Hayedo en otoño.

Hayedo en Belate, otoño. 
El frio se adueña del bosque, irremediable. Las brumas permanecen cubriendo árboles y pastos, y una lluvia suave me acompaña en el paseo. Los troncos de las hayas, empapados,  parecen columnas de plata, brillantes y limpias. Las hojas en la arboleda se resisten a amarillear y persiste la atmósfera verde en la inmensa y solitaria arboleda que me acorrala. La niebla se condensa en cada hoja, en cada brizna de musgo o en los troncos de los árboles, y destila goteando incesantemente por doquier. El invierno ha llegado de repente, y ha sorprendido al bosque con su atuendo de verdes que palidecen.
Algunas aves reclaman calladamente entre la espesura, que finge soledades que no existen. Mis pasos me internan en la catedral arbórea, templo silencioso donde se rezan oraciones musitadas, anegadas de silencio.
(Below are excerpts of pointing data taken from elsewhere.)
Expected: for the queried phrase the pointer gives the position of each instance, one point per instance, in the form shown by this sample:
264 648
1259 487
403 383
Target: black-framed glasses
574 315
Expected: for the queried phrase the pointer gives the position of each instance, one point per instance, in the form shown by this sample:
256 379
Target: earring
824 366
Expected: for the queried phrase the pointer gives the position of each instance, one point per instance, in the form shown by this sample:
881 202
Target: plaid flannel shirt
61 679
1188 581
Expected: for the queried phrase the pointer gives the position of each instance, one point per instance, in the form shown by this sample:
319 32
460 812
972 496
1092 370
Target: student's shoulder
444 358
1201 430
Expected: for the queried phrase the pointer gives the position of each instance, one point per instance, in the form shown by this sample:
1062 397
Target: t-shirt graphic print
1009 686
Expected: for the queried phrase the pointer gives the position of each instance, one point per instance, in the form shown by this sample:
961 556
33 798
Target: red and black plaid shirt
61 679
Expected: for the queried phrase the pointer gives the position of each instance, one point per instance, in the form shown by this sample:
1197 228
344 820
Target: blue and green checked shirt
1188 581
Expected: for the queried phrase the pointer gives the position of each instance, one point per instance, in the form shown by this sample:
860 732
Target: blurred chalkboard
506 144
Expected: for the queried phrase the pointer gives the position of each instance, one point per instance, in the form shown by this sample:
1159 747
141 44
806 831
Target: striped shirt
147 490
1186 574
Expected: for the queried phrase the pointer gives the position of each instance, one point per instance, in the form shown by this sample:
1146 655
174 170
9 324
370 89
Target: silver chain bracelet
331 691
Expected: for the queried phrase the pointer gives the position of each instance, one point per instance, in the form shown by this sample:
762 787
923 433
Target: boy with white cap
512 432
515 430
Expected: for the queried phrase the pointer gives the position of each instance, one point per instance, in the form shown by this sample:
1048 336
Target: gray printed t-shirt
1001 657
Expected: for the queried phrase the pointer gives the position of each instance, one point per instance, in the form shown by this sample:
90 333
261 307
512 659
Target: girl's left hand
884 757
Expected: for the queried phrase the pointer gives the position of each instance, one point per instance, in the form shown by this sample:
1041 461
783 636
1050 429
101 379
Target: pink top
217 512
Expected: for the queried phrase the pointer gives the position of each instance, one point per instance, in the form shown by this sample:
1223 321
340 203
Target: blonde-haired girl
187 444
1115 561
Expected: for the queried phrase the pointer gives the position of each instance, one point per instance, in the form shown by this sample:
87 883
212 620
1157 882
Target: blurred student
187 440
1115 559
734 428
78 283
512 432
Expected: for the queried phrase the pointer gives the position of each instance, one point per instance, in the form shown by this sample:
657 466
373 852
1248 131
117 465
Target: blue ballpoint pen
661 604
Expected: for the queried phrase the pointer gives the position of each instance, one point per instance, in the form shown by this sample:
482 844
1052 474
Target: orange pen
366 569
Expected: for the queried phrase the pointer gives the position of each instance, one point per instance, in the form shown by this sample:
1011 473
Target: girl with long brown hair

Solo en mi imaginación, o quizá no, escucho a los coros de las hadas del Otoño; alabanzas a la Vida que, atenta, reposa en silencio.
Entre hongos, musgos y hojas caídas,  ahogada entre callados estertores del bosque entero, envuelta en una blanca mudez desordenada y lúcida, la Naturaleza acalla su alma de vida y se desdibuja entre brumas frías. Humedece el bosque sus ojos entreabiertos, y se apagan los rescoldos de un calor que murió.
El cabello empapado, las botas que pisan alfombras como esponjas ocres y verdes, las manos frías en los bolsillos abrigados, el corazón conquistado de añoranzas, retorno a casa y abandono allí mismo, indiferente, mí mirada, anclada a los paisajes que me asedian y enamoran.